1. A visual question-answering task processing method is characterized by comprising the following steps:

2. The visual question-answering task processing method according to claim 1, wherein initializing the heterogeneous graph with the image feature segment, the text feature segment and the teletext weight comprises:

and multiplying the matrix corresponding to the image-text weight by the prior filter matrix to obtain an edge initialization matrix so as to initialize the edge of the heterogeneous image.

3. The visual question-answering task processing method according to claim 2, wherein before multiplying the matrix corresponding to the image-text weight by a prior filter matrix, the method further comprises:

carrying out maximum positioning on the image-text attention weights in the text direction to obtain text features with the maximum association degree with each image feature, and setting the coordinates of the image features on the target image as virtual coordinates of the text features with the maximum association degree;

4. The visual question-answering task processing method according to claim 1, wherein the feature modifier comprises a plurality of cascaded modification interaction layers, each of the modification interaction layers comprises a first graph neural updating unit and a second graph neural updating unit, the first graph neural updating unit is used for realizing graph-text feature aggregation, and the second graph neural updating unit is used for realizing graph-text feature aggregation.
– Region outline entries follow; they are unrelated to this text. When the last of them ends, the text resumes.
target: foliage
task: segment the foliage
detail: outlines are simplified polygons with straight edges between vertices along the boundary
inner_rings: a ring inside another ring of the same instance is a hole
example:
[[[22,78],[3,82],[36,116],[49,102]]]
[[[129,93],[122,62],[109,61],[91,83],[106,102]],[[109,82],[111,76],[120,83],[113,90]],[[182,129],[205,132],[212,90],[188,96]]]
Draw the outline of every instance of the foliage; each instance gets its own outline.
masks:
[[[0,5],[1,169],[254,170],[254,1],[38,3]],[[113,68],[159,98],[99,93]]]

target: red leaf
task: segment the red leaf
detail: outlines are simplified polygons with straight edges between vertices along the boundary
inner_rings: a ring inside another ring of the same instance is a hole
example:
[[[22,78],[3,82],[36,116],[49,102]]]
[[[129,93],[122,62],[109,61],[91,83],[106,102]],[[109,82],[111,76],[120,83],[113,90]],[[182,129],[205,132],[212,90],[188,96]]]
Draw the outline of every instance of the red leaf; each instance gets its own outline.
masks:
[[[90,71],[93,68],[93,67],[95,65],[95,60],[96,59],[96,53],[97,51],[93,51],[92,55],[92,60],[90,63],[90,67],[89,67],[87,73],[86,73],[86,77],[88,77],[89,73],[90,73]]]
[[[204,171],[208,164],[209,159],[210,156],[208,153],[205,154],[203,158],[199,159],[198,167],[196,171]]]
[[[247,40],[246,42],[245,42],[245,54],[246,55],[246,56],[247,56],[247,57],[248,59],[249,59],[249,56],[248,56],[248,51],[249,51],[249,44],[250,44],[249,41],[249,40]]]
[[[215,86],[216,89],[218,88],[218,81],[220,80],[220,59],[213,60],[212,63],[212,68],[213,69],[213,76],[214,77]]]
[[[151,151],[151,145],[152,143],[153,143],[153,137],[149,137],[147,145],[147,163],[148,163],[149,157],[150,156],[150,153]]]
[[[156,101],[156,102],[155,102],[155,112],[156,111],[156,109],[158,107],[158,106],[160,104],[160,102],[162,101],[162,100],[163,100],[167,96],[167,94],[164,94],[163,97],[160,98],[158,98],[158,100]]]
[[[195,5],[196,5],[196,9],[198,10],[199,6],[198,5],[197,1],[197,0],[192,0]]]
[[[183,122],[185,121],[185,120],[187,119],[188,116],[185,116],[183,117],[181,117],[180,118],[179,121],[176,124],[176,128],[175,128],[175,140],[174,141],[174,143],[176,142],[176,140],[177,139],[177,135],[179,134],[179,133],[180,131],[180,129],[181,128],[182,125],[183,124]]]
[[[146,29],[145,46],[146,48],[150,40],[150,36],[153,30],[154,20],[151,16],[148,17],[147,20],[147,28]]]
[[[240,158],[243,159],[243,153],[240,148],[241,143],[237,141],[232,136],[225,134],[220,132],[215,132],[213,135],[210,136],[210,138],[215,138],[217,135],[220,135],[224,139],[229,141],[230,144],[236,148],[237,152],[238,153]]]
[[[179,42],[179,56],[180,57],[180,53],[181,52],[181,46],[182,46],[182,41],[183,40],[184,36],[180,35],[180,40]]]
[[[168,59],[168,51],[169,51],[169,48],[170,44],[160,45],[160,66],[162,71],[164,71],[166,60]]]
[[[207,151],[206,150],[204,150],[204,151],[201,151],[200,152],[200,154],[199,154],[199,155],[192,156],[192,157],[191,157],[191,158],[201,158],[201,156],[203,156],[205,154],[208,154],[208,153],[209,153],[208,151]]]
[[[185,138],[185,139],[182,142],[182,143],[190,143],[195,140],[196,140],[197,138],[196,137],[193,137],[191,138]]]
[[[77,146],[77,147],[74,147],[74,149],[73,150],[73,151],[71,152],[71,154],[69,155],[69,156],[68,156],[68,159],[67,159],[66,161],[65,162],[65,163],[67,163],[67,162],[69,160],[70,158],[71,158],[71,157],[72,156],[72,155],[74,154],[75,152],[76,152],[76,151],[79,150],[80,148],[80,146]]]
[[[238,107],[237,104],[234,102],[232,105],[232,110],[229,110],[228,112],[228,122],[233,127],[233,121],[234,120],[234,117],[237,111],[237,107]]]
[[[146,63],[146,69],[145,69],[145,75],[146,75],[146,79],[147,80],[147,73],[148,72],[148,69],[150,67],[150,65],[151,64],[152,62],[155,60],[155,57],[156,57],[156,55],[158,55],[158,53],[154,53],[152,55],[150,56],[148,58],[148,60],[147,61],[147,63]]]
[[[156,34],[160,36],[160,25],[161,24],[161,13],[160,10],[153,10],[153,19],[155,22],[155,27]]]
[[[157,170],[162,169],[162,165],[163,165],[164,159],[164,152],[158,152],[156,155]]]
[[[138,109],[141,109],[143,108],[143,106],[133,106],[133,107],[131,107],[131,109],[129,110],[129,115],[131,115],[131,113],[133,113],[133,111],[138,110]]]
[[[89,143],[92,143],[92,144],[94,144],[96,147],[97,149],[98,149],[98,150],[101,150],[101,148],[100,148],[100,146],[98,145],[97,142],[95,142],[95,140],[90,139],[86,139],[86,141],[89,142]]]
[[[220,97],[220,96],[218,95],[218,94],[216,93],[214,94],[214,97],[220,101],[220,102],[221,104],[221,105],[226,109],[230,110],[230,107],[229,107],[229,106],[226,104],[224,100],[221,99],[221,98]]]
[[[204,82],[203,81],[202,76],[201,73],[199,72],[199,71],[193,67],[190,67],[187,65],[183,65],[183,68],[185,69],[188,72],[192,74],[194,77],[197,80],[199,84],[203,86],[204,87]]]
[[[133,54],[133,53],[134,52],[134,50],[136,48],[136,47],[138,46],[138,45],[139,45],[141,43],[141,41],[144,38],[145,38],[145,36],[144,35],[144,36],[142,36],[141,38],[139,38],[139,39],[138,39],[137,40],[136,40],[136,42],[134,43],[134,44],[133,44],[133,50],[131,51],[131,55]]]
5. The visual question-answering task processing method according to claim 4, wherein the process of implementing the image-text feature aggregation by the first image neural updating unit comprises:

normalizing the first mapping weight;

and updating the image characteristics corresponding to the visual nodes according to the image-text attention weight between the visual nodes and the text nodes and the first mapping weight so as to realize image-text characteristic aggregation.

6. The visual question-answering task processing method according to claim 4, wherein the process of implementing the text-image feature aggregation by the second image neural updating unit includes:

normalizing the second mapping weight;

7. The method of claim 1, wherein determining a prediction vector according to a location of the classification field in the modification result, and outputting an answer corresponding to the visual question-answering task according to the prediction vector comprises:

8. A visual question-answering task processing system, comprising:

the task receiving module is used for receiving a visual question-answering task and determining a target image and a question text according to the visual question-answering task;

the encoding module is used for carrying out feature fusion on the image detection features, the question text features and the classification fields to obtain comprehensive features, and inputting the comprehensive features into a comprehensive feature encoder to obtain image feature segments, text feature segments and image-text weights; wherein, the image-text weight comprises an image-text attention weight and an image-text attention weight;

the corrector constructing module is used for generating a heterogeneous graph corresponding to the visual question-answering task, initializing the heterogeneous graph by using the image characteristic segment, the text characteristic segment and the image-text weight, and constructing a characteristic corrector according to the attention relationship among image-text characteristics contained in the heterogeneous graph; wherein the heterogeneous graph comprises visual nodes and text nodes;

9. An electronic device, comprising a memory and a processor, wherein the memory stores a computer program, and the processor implements the steps of the visual question-answering task processing method according to any one of claims 1 to 7 when calling the computer program in the memory.

10. A storage medium having stored therein computer-executable instructions which, when loaded and executed by a processor, carry out the steps of the visual question-answering task processing method according to any one of claims 1 to 7.